Standing up to pee (for a guy) shouldn’t necessarily be a thing. Nor, for that matter, should talking about peeing standing up. Yet it is. A thing. It’s a thing to the hundreds of thousands of male patients (apologies—unable to comment on any of this from the view of the gals) each year who undergo one of a variety of surgical procedures sending them back to their diaper days of bodily functions. Including this latest episode I’ve had a total of five surgeries going back almost 35 years and dragging myself to the can had never before been an issue. Sit, stand, shake, squeeze, flush, repeat. All things we rarely give a thought. Not this time. Right now to my left in a storage bin is a clean (unused) portable pee-bucket I swiped from the hospital on my way out. I’m reminded of a scene from the classic Mel Brooks: History of the World . I became a master in my hospital bed at jiggling and sliding that thing around, as well as my thing around, to hit the proverbial hole in the bucket.
Around 24 hours before release I was cleared to have someone walk (with a walker) me to my bathroom and sit on a crazy-raised toilet to do the thing. Oh boy I felt like a king, or at least some sort of royal now that I no longer needed to rely on the bed-bucket. Wait for the shake! Early evening, middle of the night, early morning—given the volume of fluids (and lack of solid foods) pumped into me it seemed I was peeing every few hours. Amazingly someone was mostly around to lend an arm. A couple of times not so much; back to the bucket. Measuring the time between bowel movements in calendar days vs. hours is rife for it’s own conversation. Suffice it to say it’s agonizing to keep counting and keep counting………then having your own little party when the gate finally opens.
Ordering DMEs (durable medical equipment) is something you hear about this time of year when heading to the Grandparents (or parents for an increasing number of us) for holiday visits. Not something your awesome 40-something spouse researches for you while you’re fully medicated and about to be discharged from the hospital. Reachers, grabbers, giant shoe and sock-horns, shorts hooks, shower chairs and walkers?!?!?! All foreign. Yet now I’m the owner of and proficient with all of them.
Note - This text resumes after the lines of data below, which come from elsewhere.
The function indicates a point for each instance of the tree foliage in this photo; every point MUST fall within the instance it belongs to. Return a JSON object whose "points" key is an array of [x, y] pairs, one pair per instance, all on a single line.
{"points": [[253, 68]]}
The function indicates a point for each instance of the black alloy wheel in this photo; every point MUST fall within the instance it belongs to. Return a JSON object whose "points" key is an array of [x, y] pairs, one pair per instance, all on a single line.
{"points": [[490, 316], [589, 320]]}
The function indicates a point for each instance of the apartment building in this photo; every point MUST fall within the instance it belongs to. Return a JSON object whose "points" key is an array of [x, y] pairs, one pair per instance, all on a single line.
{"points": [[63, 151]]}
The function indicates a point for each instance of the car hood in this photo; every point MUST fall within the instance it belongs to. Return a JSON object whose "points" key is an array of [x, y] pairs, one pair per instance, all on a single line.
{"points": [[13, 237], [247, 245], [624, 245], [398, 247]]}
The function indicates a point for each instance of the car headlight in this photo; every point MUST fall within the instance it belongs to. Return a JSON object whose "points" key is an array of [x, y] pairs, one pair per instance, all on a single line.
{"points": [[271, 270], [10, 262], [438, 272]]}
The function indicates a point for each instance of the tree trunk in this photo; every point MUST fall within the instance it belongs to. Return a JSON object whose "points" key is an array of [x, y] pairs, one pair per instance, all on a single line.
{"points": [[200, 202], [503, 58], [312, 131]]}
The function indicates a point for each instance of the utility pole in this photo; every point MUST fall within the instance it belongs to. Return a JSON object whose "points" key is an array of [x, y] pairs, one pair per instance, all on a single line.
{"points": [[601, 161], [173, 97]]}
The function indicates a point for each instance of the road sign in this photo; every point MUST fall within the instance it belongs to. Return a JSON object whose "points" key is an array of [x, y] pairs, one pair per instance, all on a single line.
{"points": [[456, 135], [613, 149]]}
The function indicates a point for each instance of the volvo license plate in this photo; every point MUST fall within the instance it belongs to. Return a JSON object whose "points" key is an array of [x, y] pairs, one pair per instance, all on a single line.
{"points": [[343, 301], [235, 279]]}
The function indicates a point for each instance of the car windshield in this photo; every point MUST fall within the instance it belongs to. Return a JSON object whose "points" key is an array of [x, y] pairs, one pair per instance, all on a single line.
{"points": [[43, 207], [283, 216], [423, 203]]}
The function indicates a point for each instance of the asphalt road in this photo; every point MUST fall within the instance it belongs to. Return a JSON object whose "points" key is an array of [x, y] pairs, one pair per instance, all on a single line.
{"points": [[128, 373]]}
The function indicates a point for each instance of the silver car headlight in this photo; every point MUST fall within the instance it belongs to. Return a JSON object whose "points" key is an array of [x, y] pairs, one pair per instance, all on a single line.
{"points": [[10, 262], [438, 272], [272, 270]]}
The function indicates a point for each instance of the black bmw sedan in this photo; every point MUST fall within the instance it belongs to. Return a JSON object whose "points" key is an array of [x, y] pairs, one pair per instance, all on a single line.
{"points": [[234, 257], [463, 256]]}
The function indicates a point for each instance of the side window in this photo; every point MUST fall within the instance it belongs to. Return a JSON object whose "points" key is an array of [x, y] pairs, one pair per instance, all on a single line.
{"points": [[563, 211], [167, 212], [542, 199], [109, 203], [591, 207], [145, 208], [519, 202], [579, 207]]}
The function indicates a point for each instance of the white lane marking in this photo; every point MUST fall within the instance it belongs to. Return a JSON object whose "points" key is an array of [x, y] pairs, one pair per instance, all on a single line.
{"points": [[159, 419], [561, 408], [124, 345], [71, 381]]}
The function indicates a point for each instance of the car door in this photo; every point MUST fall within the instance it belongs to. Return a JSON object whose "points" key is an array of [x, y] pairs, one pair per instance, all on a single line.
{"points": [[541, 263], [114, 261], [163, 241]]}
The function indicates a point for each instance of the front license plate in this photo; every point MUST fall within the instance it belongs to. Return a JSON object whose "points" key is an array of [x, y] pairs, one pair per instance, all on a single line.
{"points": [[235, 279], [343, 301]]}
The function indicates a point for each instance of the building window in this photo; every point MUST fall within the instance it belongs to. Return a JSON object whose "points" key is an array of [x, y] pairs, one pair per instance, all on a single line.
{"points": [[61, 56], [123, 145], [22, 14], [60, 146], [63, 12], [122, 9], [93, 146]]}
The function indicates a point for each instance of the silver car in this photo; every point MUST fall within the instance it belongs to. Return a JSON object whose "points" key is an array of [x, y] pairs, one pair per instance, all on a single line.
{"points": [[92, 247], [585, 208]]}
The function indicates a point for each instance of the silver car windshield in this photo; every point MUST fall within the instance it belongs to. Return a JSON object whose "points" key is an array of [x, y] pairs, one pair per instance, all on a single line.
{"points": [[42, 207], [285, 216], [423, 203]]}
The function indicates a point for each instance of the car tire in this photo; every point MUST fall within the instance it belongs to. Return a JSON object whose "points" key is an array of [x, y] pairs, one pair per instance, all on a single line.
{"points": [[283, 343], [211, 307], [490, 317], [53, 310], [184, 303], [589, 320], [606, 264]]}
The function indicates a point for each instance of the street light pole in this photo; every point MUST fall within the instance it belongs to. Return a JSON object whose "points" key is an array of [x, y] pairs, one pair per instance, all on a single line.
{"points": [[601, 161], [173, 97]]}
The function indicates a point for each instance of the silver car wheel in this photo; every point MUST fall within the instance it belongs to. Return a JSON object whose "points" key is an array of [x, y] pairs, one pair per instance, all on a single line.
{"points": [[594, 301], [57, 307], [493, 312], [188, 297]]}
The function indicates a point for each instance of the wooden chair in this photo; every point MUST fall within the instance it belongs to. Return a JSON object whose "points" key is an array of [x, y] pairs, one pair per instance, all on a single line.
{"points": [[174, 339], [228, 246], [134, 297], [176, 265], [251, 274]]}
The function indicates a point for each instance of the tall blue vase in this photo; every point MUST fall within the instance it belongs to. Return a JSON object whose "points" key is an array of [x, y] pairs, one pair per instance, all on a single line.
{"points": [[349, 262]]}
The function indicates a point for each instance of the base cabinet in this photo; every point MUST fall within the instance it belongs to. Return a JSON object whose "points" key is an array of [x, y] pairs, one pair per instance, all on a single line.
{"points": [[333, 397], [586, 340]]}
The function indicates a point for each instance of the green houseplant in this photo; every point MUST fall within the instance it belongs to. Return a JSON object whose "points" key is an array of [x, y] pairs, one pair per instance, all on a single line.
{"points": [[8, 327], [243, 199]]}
No-one prior to discharge takes the time to talk through the emotional and mental toll on a middle-age(+) active male being forced to reach for his shorts with a long hook, pull them up with a claw/hook, grab the walker to slide to the can now outfitted with a bedside commode that’s a necessity to permit him to safely pull himself up after a tinkle
Nurses, physical therapists and occupational therapists are great—-within the narrow lanes drawn for them in the tightly controlled hospital environment. None of them is charged with fully explaining how all this fits together both mechanically and emotionally. Sitting home alone repeating the process can be a real drag on a guys ego, spirit and motivation. Graduating from the walker to the crutches and from sponge baths to shower-on-a-chair become milestones in basic ADLs. Being able to lift myself out of a shower chair and put on a pair of shorts without a hook are a couple more. I still have a few more to go.
I took the pee-bucket from the hospital in case of emergencies. Or in case I became lazy or depressed and didn’t want to drag myself across the room. Or in case I couldn’t lift myself from the couch in time. Fortunately it’s still a clean bucket as I quickly graduated to self-sufficiency in the stand-up mode thus avoiding any of the following pee-emergencies. Few like to talk about the dirty business of major surgery recovery; yet as our healthcare system keeps people alive longer and as we become more active heading into our later years more of us will be subject to all these taboo topics. It’s healthy to talk about them and share experiences; perhaps even one more person will be willing to share their experiences or feel less awkward asking about what to expect. Or perhaps even one more beginner or amateur caregiver will better understand all the emotions their patient goes through on a daily basis. Conversation is king. Consider starting one with one of the Grands (or even parents) during this holiday season.
***Of note—-most pity-parties days are long over; this is strictly reflect and review time. I remain an unbelievably fortunate guy in many aspects. Easily tossing out a little self-deprecation is one aspect.